O poema “EXTREMA MENTE” nos conduz por uma experiência intensa que oscila entre o fascínio e o medo, o humano e o divino. A partir da metáfora do voo, o eu poético atravessa diferentes estados de consciência — da contemplação serena da noite estrelada à angústia da turbulência, revelando a fragilidade da vida diante do desconhecido. Entre o concreto e o transcendental, o avião torna-se mais do que máquina: transforma-se em símbolo da própria mente em seus extremos — capaz de alcançar o sublime e, ao mesmo tempo, confrontar o abismo. Ao sobrevoar o Rio e sentir a presença do Redentor, o poema toca o sagrado, sugerindo que, mesmo em meio ao medo, há uma força que acolhe e sustenta.
Extremamente, lindo e assustador é flutuar raras jóias dispostas em negro veludo da noite.
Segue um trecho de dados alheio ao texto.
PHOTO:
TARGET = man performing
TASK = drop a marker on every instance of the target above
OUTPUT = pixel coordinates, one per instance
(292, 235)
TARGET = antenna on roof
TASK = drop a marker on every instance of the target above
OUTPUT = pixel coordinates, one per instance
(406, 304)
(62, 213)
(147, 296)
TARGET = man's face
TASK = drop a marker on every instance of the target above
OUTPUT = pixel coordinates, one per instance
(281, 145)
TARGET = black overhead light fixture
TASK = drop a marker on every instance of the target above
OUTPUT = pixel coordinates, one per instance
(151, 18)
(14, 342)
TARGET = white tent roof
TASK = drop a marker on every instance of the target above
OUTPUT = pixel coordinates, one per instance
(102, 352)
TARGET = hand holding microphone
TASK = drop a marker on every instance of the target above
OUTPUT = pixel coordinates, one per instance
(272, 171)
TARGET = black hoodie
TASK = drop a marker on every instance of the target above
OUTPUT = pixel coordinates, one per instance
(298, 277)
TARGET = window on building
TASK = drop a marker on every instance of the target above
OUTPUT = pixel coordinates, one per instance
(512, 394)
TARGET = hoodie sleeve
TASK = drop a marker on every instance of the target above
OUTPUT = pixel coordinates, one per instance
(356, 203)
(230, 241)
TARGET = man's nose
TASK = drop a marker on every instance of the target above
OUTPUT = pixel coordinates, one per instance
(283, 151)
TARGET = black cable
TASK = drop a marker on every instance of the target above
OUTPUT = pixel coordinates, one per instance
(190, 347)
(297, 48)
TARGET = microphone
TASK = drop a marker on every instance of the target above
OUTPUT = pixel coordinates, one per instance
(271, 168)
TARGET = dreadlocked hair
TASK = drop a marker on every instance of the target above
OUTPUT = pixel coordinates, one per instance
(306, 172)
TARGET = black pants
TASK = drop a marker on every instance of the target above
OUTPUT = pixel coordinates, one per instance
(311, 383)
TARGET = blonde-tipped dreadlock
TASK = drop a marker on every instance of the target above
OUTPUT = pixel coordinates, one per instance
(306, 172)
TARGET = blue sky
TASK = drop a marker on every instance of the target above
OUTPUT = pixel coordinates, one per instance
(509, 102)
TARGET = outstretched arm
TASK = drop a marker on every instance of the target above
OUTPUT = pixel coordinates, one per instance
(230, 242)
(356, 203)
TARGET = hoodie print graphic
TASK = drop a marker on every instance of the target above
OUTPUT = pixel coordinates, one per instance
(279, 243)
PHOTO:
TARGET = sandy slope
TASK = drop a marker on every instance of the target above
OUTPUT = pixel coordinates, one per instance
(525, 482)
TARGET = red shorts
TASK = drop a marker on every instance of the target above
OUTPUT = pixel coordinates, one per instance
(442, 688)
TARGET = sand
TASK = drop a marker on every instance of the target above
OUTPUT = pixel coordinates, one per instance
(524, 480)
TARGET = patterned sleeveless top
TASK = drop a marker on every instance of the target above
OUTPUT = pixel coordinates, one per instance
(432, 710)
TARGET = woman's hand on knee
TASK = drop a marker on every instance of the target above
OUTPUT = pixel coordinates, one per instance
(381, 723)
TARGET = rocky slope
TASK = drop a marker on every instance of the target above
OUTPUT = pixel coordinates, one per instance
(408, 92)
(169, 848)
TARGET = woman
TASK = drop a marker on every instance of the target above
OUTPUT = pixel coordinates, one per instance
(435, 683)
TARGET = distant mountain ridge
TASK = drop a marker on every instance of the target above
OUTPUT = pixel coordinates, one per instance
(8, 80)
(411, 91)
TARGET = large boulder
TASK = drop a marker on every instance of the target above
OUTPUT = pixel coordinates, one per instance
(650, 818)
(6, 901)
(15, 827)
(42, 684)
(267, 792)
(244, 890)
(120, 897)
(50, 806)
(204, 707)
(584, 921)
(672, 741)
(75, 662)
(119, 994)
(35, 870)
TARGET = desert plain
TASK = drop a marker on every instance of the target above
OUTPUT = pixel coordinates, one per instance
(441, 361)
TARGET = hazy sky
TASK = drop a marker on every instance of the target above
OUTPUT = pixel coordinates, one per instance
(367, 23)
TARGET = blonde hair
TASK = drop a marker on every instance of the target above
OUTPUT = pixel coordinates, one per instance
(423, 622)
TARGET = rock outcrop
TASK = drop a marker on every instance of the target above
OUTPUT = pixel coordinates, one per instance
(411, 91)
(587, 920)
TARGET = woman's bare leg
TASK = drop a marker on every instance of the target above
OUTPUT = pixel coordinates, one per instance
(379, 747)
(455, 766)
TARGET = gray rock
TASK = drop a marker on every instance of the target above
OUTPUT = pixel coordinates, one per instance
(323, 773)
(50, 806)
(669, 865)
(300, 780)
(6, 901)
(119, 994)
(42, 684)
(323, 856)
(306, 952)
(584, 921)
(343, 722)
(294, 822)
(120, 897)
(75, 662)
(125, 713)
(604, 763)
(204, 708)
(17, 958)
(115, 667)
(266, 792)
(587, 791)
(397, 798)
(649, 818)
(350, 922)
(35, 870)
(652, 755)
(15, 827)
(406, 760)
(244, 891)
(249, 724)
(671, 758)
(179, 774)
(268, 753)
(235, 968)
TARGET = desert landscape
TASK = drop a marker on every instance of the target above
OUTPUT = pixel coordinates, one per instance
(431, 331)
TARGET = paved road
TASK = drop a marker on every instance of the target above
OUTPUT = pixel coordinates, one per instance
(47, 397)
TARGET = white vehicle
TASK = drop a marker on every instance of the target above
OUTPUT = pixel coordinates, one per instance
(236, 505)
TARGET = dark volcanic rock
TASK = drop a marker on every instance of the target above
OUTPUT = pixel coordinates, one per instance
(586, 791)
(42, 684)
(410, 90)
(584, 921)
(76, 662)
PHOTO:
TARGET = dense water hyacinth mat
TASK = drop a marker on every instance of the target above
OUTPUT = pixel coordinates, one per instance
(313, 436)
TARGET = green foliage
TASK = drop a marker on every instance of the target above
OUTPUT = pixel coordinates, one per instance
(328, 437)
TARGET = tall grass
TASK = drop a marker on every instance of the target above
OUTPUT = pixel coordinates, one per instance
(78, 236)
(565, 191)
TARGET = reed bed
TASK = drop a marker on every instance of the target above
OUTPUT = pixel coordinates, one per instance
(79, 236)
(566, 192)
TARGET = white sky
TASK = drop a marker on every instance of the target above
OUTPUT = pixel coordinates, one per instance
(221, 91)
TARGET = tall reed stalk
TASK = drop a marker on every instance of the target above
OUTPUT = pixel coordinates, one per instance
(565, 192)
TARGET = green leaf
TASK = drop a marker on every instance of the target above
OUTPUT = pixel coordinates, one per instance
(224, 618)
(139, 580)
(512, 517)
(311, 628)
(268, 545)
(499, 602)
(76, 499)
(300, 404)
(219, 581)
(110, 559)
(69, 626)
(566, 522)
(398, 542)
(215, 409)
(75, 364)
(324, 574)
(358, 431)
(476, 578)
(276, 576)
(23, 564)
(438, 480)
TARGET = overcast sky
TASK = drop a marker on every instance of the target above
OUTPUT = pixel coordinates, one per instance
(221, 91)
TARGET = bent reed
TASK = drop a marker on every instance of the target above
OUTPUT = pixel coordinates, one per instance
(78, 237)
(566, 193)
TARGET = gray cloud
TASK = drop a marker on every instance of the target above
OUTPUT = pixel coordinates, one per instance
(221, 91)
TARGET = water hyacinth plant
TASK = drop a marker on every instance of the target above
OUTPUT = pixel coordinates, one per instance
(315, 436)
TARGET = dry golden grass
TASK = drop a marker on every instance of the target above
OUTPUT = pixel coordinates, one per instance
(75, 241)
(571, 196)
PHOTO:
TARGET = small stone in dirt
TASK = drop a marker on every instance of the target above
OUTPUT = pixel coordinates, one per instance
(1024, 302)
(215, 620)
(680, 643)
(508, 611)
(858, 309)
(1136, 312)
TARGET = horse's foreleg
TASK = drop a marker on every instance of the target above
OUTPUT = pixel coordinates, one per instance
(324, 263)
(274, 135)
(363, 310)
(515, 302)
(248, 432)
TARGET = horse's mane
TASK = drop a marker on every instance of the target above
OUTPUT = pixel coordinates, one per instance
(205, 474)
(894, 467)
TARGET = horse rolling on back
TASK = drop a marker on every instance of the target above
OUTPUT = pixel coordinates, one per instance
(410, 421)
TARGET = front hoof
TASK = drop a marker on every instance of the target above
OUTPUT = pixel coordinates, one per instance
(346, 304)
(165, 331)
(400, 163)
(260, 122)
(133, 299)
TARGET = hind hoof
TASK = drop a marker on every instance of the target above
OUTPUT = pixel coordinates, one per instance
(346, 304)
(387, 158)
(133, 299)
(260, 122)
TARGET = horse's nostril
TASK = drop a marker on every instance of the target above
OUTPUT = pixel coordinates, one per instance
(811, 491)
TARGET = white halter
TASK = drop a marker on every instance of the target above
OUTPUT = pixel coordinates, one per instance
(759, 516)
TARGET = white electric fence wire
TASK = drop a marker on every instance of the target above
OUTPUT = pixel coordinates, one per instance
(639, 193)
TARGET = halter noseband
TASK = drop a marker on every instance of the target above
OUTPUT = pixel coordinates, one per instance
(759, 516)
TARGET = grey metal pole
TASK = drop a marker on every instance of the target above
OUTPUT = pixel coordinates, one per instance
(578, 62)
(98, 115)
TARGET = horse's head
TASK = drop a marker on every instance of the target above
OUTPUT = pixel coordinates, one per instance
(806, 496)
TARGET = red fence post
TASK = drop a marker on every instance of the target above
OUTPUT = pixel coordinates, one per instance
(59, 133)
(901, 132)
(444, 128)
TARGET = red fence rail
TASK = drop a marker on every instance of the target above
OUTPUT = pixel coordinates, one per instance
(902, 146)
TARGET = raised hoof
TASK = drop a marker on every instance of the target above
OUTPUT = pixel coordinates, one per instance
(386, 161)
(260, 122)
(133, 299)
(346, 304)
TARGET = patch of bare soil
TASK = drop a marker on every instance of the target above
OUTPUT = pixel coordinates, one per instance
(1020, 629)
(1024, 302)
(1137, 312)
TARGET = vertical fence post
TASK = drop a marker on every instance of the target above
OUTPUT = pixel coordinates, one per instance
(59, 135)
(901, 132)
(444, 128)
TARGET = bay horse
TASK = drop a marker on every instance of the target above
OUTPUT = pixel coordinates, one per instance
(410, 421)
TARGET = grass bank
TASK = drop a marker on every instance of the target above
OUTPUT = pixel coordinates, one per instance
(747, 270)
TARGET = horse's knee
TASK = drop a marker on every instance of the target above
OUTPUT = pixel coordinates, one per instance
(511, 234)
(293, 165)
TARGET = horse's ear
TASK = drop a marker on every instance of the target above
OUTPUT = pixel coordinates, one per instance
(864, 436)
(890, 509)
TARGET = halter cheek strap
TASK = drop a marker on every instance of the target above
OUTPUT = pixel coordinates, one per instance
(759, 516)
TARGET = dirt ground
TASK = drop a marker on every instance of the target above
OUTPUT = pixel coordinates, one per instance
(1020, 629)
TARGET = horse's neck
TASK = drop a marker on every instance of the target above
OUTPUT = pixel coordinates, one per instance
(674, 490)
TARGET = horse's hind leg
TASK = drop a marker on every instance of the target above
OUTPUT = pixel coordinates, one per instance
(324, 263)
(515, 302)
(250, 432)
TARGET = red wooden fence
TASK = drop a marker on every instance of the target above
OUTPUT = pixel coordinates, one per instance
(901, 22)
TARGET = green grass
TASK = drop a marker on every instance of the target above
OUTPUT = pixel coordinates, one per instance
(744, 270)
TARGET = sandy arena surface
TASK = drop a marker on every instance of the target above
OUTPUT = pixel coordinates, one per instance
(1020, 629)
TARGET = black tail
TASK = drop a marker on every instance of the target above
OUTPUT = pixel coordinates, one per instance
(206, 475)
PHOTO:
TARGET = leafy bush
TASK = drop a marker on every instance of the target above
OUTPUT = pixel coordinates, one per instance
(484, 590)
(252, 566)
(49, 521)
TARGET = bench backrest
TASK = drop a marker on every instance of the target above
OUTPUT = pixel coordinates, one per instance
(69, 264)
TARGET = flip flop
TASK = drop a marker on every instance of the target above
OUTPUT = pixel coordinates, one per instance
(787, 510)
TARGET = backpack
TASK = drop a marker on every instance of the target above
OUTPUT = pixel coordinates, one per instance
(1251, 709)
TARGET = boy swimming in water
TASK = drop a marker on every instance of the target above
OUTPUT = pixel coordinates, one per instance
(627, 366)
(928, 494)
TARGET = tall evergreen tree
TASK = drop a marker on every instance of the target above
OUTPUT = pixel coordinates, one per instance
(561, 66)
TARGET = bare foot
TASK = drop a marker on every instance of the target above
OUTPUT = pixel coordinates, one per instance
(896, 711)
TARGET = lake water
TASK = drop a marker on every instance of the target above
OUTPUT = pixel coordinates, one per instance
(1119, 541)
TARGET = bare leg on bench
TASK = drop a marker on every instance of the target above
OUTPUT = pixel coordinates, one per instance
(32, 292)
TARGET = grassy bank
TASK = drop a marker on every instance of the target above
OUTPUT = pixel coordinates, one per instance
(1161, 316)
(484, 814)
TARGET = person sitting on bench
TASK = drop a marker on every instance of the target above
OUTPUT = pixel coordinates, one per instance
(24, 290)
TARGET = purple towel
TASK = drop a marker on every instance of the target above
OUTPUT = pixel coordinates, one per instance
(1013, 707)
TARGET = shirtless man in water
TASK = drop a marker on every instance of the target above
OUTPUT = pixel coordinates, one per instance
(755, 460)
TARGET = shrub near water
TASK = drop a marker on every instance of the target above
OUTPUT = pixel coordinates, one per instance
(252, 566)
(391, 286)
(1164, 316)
Extremamente, calmo e tranquilizador é sentar-se em triplas poltronas dispostas confortavelmente, lado a lado, do 747. Extremamente, só e desesperador é sentir a turbulência com a respiração em busca da vida. Extremamente, Divino e Cósmico é voar sobre o Rio e no pouso, sentir a mão do Redentor. Extremamente, infinito e inefável é ser um pássaro noturno com corpo de aço e o olhar de Deus... a Extrema Mente.